Saat kebakaran terjadi, di TRS sedang ada pentas seni yang melibatkan siswa TK - SMA Kecamatan Sambikerep.
"Pas terjadi kebakaran, yang tampil adalah siswa TK. Guru-guru TK sampai nangis saat terjadi kebakaran," kata Ali, salah seorang wali murid TK, kepada detikcom di lokasi, Senin (4/11/2013).
Para guru TK tersebut, kata Ali, begitu panik dan segera mengajak anak didiknya keluar dari lokasi. Mereka dibantu oleh para pengunjung lain dan juga petugas TRS.
"Yang ada di dalam masih anak TK. Anak SD, SMP, SMA masih di luar. Saya juga di luar, istri saya yang di dalam menjaga anak," lanjut Ali.
Sementara, Teknisi TRS Wahyudi kepada detikcom mengatakan, sore itu seperti biasa dia menyalakan listrik dan menuju ruang panel untuk membagi listrik yang menuju ke alat-alat mainan.
Semuanya berjalan lancar hingga listrik mendadak mati. Tak lama kemudian asap hitam keluar dari dalam ruang panel. Segera saja Wahyudi dan rekannya menuju ke ruang panel.
"Saat pintu dibuka, terlihat api sudah cukup besar membakar alat-alat panel," lanjut Wahyudi.
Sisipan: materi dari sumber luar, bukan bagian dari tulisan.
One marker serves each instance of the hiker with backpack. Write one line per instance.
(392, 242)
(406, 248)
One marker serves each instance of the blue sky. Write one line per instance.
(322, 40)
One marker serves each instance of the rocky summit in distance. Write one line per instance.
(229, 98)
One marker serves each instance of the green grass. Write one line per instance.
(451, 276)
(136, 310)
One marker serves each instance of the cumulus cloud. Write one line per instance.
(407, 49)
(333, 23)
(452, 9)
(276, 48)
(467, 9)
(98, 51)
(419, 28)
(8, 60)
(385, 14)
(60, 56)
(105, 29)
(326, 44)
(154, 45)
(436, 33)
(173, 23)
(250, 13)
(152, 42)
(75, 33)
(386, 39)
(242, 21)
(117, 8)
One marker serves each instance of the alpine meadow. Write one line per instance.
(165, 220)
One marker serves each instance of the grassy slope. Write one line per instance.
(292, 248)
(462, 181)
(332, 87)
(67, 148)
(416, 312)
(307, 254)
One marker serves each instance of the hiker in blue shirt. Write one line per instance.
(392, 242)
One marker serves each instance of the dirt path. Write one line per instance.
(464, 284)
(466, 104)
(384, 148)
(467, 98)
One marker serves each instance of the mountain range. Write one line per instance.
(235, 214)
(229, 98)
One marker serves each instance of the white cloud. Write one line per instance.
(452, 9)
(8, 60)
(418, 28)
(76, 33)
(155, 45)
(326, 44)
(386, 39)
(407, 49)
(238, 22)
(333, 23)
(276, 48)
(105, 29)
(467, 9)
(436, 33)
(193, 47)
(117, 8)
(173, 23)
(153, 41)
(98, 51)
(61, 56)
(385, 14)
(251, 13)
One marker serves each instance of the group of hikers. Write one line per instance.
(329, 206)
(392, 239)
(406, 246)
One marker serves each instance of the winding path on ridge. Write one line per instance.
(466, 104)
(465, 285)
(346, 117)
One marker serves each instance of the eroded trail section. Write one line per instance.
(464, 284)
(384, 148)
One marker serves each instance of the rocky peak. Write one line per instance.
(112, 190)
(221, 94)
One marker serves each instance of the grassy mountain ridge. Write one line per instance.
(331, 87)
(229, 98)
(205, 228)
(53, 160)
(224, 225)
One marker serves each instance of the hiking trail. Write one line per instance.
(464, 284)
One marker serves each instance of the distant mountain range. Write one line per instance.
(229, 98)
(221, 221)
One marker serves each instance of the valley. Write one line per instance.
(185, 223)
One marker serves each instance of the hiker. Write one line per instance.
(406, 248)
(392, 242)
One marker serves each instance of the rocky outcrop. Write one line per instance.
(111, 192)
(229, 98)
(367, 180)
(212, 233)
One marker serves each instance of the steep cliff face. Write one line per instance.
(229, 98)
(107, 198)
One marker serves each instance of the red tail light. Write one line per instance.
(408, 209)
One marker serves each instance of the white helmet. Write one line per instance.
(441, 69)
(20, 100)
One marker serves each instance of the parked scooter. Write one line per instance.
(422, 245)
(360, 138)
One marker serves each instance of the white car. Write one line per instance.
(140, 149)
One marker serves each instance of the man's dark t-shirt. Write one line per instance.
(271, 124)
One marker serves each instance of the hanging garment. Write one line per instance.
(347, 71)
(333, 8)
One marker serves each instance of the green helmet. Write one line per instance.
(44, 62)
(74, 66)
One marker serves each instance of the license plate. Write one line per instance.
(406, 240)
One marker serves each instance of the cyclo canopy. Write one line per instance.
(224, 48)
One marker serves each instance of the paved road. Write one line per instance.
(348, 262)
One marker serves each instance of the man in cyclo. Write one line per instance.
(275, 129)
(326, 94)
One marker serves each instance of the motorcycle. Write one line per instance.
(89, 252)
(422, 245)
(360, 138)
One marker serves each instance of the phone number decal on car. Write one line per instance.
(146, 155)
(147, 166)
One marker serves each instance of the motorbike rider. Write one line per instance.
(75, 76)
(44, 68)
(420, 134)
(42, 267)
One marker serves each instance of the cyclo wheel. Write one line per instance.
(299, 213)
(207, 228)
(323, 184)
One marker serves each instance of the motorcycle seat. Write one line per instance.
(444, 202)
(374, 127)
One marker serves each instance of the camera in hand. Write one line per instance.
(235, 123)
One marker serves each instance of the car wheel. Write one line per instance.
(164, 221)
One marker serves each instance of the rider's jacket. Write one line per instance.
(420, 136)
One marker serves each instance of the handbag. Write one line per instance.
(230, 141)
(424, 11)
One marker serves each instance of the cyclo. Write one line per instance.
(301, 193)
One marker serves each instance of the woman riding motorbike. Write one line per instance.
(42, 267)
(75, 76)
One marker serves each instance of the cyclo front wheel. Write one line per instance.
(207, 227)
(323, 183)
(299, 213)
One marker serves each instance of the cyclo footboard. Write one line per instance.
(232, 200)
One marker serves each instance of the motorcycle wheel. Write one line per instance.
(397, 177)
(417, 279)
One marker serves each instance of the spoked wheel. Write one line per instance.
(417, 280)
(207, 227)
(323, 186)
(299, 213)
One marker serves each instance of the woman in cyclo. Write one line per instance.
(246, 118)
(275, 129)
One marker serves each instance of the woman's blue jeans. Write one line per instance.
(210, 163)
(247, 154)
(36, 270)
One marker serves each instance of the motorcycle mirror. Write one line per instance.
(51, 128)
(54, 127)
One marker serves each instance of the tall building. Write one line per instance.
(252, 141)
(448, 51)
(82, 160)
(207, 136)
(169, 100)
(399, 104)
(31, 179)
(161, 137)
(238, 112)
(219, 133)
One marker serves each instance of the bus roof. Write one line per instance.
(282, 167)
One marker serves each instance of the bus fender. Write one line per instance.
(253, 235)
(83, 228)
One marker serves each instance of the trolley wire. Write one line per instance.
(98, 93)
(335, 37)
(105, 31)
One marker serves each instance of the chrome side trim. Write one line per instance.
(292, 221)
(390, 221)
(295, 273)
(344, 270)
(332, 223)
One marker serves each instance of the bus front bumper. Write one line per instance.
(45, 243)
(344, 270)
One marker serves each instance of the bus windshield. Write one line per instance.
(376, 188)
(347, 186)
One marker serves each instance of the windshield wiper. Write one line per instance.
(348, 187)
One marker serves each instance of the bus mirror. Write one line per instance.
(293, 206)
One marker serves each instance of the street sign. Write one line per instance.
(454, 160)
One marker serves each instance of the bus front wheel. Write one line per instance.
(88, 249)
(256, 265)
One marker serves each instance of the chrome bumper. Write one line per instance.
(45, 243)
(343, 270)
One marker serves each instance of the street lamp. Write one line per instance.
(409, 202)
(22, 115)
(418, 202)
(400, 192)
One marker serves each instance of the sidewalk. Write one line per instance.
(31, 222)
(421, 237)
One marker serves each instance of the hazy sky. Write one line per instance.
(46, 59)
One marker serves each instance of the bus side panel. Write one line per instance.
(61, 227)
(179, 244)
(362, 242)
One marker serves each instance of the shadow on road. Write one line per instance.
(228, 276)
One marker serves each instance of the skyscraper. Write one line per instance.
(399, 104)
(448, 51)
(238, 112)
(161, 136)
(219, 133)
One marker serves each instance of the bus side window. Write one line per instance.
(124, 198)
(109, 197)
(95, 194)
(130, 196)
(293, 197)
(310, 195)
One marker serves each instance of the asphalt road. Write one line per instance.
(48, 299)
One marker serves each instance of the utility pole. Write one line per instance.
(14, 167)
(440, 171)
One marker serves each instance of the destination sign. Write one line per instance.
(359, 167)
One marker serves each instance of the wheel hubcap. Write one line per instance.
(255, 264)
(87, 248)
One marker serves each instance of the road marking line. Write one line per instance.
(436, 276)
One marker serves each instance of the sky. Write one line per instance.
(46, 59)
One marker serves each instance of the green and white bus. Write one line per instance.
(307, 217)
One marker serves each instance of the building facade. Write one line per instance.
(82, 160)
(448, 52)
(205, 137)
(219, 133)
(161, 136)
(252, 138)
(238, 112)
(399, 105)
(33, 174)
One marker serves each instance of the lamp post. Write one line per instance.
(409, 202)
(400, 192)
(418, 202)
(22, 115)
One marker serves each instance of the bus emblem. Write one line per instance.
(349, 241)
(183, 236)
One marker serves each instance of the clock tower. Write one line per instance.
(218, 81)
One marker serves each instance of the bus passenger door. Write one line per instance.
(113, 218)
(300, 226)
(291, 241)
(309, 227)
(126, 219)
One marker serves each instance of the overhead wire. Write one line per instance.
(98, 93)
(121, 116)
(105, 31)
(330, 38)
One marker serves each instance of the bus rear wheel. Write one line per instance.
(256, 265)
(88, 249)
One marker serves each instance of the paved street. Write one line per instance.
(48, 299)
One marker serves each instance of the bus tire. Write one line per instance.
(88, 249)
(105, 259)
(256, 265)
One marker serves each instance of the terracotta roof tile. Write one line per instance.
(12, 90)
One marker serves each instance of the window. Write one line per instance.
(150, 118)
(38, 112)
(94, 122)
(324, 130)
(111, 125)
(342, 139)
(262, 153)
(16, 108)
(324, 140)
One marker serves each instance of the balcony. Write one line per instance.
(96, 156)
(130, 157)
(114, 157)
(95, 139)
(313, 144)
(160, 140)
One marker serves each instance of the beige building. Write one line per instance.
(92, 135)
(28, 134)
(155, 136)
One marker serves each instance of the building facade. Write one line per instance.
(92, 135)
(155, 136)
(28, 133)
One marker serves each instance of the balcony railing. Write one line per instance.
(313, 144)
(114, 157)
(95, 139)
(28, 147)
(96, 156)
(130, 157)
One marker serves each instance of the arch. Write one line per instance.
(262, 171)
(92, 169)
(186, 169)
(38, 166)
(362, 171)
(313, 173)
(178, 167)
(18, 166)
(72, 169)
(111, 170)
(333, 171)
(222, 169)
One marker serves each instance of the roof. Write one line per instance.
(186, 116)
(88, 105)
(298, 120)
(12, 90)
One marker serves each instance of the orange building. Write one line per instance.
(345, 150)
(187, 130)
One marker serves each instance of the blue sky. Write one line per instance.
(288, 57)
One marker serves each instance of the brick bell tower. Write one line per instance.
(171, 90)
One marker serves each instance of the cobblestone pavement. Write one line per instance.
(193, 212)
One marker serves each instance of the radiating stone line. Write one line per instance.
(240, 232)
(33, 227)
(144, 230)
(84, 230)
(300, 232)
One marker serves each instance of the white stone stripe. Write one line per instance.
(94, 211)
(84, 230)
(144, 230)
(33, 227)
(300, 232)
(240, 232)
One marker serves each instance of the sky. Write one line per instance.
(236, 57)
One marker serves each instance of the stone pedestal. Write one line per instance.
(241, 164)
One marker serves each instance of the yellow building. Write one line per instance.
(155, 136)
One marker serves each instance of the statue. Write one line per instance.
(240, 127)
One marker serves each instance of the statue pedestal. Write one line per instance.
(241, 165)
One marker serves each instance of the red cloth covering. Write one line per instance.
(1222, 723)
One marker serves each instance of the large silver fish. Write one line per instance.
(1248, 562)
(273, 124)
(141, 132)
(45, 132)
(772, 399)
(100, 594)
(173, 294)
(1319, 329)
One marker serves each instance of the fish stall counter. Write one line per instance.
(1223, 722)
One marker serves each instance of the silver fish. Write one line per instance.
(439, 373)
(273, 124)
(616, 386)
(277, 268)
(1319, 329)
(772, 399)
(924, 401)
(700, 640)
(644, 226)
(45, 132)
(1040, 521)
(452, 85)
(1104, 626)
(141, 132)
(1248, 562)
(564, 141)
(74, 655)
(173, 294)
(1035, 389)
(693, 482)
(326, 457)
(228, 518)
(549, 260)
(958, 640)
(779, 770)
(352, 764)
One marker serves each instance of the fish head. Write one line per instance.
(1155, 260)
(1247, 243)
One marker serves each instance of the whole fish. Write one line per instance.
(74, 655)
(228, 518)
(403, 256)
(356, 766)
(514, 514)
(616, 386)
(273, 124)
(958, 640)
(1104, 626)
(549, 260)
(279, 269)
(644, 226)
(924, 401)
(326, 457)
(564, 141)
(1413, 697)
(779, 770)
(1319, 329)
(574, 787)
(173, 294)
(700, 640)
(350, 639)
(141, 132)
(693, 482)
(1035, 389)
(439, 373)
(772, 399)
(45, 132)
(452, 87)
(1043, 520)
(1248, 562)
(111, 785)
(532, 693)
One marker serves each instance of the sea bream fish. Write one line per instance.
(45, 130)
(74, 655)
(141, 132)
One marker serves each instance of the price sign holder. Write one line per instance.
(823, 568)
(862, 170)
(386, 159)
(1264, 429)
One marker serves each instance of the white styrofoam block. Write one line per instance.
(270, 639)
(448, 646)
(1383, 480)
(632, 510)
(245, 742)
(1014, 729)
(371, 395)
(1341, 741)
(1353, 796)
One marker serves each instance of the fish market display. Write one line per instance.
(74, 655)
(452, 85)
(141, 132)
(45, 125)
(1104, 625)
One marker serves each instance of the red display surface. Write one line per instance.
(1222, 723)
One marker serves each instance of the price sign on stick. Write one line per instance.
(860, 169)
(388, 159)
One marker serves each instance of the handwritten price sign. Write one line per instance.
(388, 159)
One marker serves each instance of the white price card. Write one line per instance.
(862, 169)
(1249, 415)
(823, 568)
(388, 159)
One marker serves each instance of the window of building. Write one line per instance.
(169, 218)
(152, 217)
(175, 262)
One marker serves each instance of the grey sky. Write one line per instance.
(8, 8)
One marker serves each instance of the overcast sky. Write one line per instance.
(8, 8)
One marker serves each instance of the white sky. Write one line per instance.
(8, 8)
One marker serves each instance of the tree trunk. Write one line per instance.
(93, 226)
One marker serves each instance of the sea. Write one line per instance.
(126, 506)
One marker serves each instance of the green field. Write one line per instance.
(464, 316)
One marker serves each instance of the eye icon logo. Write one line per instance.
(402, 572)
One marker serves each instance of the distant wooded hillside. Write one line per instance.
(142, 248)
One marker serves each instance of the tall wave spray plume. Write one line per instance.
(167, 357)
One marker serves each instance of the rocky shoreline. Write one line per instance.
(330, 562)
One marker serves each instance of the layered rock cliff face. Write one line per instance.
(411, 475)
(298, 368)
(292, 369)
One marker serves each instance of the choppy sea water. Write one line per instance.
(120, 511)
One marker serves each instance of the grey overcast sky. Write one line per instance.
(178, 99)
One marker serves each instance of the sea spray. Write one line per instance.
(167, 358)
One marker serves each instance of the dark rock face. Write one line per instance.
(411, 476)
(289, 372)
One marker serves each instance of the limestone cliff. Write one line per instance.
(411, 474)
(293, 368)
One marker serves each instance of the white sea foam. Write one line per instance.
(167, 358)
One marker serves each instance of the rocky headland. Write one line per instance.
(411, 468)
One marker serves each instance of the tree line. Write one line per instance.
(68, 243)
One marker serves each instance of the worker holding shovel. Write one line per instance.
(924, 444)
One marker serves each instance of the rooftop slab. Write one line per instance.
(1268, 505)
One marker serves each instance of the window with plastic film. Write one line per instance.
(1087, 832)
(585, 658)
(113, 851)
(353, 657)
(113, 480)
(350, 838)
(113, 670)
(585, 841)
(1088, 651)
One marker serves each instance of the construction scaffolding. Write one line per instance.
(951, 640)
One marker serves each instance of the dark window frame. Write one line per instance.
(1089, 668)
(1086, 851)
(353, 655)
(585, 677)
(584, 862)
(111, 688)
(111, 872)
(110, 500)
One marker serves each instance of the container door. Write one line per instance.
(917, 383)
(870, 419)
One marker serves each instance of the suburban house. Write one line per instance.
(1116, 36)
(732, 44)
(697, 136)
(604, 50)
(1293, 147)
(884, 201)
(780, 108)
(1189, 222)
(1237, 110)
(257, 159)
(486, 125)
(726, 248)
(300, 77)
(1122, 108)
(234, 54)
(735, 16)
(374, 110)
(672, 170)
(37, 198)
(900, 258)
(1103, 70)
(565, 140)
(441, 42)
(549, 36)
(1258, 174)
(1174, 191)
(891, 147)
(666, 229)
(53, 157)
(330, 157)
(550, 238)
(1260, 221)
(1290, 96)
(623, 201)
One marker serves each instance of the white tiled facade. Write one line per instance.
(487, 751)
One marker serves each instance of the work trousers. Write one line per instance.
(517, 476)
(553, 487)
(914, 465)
Bersama rekan-rekannya, Wahyudi berusaha memadamkan api di dalam ruangan. Namun tak berani mengguyurkan air yang membakar komponen listrik.
"Listriknya masih hidup karena belum dimatikan PLN, kami tidak berani," ujar Wahyudi.
2 unit mobil PMK akhirnya datang dan dalam waktu setengah jam api berhasil dipadamkan.